The guiding principle of the envelope system — setting aside a specific sum for items such as groceries — can be replicated without having to carry cash.
Here are some alternatives:
The Clip System: OK, this isn’t very modern or much different than the envelope system, but it’s a bit less clunky. Instead of envelopes, you use clips, which allow you to actually see the divided money. It’s easier to fit into your wallet. You could use different colors and designs to help separate the categories. But like the envelopes, when the money is gone, it’s gone.
Mvelopes: The budgeting app Mvelopes utilizes many of the envelope system principles. It allows you to set aside money in advance and spend from how much is remaining in a selected category. When the money is running out, you are faced with choices — no purchase, buying something less expensive or moving money from another category.
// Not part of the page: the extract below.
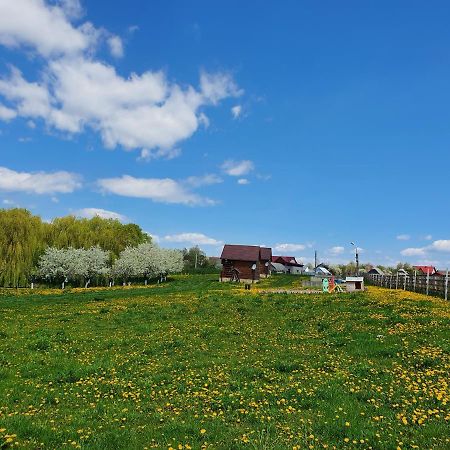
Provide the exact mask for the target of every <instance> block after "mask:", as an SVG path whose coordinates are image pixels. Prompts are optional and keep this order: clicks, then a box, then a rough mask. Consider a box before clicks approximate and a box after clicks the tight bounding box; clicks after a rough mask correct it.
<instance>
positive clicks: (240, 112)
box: [231, 105, 242, 119]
Goodbudget: The Web site and mobile app Goodbudget allows consumers to allocate their money into different categories and track their spending. For an additional fee, consumers can get a more intricate system.
Most of the sites/apps, as a matter of course, will recommend the 50/30/20 system of budgeting. That means putting 50% of your after-tax income toward your needs (such as rent and groceries), about 30% toward wants (such as traveling and eating out) and about 20% toward savings and debt repayment.